Omnicare Agrees to Pay Federal Government $4.9 Million Settlement for Alleged Anti-Kickback Scheme

Omnicare Inc. has agreed to pay the federal government $4.9 million to settle a lawsuit alleging the Ohio-based company was involved in a kickback scheme in violation of the False Claims Act (FCA). It was alleged that Omnicare solicited and received kickbacks, such as performance-based rebates, grants, speaker fees, and dinners and travel, in exchange for the implementation of “therapeutic interchange” programs created to get Medicaid beneficiaries to use Amgen Inc.’s product Aranesp.

”Kickbacks are designed to influence decisions by health care providers, such as which drugs to prescribe,” stated Assistant Attorney General Stuart F. Delery. “Americans who rely on federal health care programs, particularly vulnerable patients in skilled nursing facilities, are entitled to feel confident that decisions about their medical care are not tainted by improper financial arrangements.”

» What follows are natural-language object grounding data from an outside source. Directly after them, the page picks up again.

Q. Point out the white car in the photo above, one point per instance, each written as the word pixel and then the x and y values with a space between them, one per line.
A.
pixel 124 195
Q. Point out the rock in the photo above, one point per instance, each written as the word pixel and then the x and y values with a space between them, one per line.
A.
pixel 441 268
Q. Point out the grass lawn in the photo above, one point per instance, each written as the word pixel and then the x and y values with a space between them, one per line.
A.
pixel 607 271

Apart from the current settlement, Omnicare has faced other allegations that it violated the Anti-Kickback Prohibition under the FCA. As we previously reported, the company entered into a $120 million settlement in October, 2013, and a $98 million settlement in 2009, resulting from alleged kickback schemes. The U.S. Supreme Court has also announced that it will review Omnicare’s challenge to allegations the company engaged in securities fraud by submitting false claims to Medicaid and Medicare, and hiding kickbacks it paid and received from pharmaceutical companies, reported the Wall Street Journal.

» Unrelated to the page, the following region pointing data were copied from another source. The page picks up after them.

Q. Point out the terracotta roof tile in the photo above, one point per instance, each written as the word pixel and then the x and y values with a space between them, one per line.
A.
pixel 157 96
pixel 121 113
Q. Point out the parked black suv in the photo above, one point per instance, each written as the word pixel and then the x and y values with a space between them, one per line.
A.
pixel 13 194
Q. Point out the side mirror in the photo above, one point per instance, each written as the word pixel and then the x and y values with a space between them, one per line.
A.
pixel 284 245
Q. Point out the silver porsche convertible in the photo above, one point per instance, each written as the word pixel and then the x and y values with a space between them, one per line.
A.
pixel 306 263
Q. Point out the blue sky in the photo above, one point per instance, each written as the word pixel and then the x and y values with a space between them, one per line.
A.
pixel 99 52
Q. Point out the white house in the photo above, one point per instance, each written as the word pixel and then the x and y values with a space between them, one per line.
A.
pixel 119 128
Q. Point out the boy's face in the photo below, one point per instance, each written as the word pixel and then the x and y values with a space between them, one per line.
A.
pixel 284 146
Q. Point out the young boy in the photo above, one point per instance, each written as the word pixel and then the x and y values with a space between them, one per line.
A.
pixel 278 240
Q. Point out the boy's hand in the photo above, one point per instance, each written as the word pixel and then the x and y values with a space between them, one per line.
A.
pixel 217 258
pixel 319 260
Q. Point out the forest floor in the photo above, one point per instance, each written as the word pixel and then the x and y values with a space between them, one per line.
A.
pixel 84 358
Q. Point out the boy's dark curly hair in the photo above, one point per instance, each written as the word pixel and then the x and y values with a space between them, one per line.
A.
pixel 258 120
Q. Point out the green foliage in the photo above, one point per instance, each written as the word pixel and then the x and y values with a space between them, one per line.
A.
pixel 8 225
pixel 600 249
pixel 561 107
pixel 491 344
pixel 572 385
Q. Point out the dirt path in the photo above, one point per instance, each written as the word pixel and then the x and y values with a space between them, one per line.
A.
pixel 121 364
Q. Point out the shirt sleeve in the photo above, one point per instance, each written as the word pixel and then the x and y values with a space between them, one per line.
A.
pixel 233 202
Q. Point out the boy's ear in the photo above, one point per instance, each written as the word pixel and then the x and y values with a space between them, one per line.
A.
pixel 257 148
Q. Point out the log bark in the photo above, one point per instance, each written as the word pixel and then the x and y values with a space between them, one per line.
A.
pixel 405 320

“Kickbacks corrode our federal health care programs,” stated Office of Inspector General Special Agent Derrick L. Jackson. “OIG is committed to unveiling these illegal reciprocal relationships, and companies making or receiving such payments can expect serious consequences,” he said. To date, the DOJ and HHS have recovered over $19 billion from FCA cases, $13.4 billion of which, involved cases of fraud against federal health care programs.

According to the U.S. Department of Justice’s news release, the relator that brought the qui tam action will receive nearly $400,000. “The District of South Carolina has devoted significant resources over the last three years to pursuing claims under the False Claims Act, and this settlement is the latest example of this office’s successful efforts,” stated U.S. Attorney William nettles. “I am very proud of the work this office has done in this area.”